Cassini "Sees" Invisible Gas Doughnut Around Jupiter

January 24, 2001

Contact:


Guy Webster, JPL, (818) 354-6278


Jim Scott, University of Colorado, (303) 492-3114

NASA's Cassini spacecraft is helping scientists see the structure and
hour-to-hour changes of a giant doughnut-shaped gaseous ring around
Jupiter in unprecedented detail.


The doughnut, called the Io torus, draws its raw material from gases
spewed into space by volcanoes on Io, one of Jupiter's large moons.


The torus was detected in the 1970s, but almost all of its light is
invisible to the human eye. It is big enough that if Earth were in the
middle, the orbit of Earth's Moon would fit inside the hole of the
doughnut.


The first movie clip of the gyrating Io torus in extreme ultraviolet light


QuickTime Movie

"We're visualizing the torus and seeing it evolve and change in a level of
detail that people haven't seen before," said Dr. Larry Esposito, a
planetary scientist at the University of Colorado, Boulder, and principal
investigator for Cassini's ultraviolet imaging spectrograph instrument.


He and University of Colorado's Ian Stewart and other colleagues are
examining what the ultraviolet information can add to understanding about
the composition and temperature of the torus and the processes that
produce it.


The source of specific wavelengths of ultraviolet glow coming from the
torus can be identified as positively charged ions of oxygen and sulfur,
Esposito said.


Cassini, built, operated and managed by JPL, is monitoring the
concentrations, temperatures and distribution of the ions over a six-month
period to check and build upon current explanations for the torus. Gases
from Io's volcanoes contain oxygen and sulfur. The torus apparently gets
its ingredients and shape when some of the neutral oxygen and sulfur atoms
around Io become ionized by exposure to radiation from the Sun or from a
radiation belt that surrounds Jupiter. As ions, they are stuck to lines of
magnetic force in Jupiter's strong magnetic field. That field twirls along
with the planet's rotation, dragging the ions in circular paths around
Jupiter, so a shape that begins as a sphere around Io becomes a torus
around Jupiter.


The ultraviolet instrument on Cassini has checked the Io torus almost
daily since Oct. 1, 2000. So far, the monitoring shows a gradual decline
in overall brightness. The torus material apparently dissipates and cools
over time, to be replenished and re-energized by the next episode of
volcanic activity from Io.


"We might be seeing the tail end of one of those episodes," Esposito said.
"We're hoping Io will give us a new injection of material so we can track
the effects."


Cassini passed its closest to Jupiter on Dec. 30, gaining a gravitational
boost needed for reaching its main destination, Saturn. It will continue
studying the environment around Jupiter until March 22.

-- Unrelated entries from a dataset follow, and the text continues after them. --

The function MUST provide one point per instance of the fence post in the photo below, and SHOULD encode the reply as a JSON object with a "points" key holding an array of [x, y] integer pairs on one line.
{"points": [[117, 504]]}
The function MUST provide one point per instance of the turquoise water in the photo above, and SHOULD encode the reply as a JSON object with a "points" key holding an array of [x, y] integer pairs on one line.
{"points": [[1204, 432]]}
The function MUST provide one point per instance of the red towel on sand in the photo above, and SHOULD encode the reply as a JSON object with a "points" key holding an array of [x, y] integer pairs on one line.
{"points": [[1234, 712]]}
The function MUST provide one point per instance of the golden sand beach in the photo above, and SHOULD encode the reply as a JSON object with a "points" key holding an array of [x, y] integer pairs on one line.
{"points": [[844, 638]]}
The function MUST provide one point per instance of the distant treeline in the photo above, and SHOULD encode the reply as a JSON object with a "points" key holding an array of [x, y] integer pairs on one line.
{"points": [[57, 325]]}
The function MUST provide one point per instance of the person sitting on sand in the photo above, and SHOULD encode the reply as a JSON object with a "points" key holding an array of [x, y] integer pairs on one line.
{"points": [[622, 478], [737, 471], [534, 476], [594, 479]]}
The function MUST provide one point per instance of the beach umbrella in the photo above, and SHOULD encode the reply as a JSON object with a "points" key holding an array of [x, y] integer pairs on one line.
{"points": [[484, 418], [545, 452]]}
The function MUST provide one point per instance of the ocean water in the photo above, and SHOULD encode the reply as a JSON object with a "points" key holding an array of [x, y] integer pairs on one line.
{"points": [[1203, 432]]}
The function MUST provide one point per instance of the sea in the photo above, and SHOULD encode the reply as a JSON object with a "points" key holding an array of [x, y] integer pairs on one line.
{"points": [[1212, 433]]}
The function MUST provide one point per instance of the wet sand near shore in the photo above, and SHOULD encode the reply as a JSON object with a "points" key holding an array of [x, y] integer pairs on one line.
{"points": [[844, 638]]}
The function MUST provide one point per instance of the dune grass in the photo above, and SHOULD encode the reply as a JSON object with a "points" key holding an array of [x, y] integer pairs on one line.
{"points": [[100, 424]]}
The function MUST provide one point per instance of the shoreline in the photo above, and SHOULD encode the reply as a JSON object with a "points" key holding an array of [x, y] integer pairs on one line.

Esposito said he looks forward to investigating clues of a related
phenomenon at Saturn involving gases from the dense atmosphere of Saturn's
largest moon, Titan. Cassini will reach Saturn in July 2004. Information
about the dynamics of the Io torus and its possible cousin at Saturn could
deepen understanding of other phenomena linked to magnetic fields, said
Espositio. These phenomena include powerful magnetic storms that can
disrupt communications on Earth, and the shaping of nascent solar systems
called planetary accretion discs that can exist within the magnetic-field
influence of newly forming stars.



Additional information about Cassini-Huygens is online at http://saturn.jpl.nasa.gov.


The Cassini spacecraft is scheduled to arrive at Saturn in July 2004 to
begin a four-year exploration of the ringed planet and its moons. The
Cassini mission is managed by NASA's Jet Propulsion Laboratory in Pasadena,
Calif., for NASA's Office of Space Science, Washington, D.C. JPL is a
division of the California Institute of Technology in Pasadena.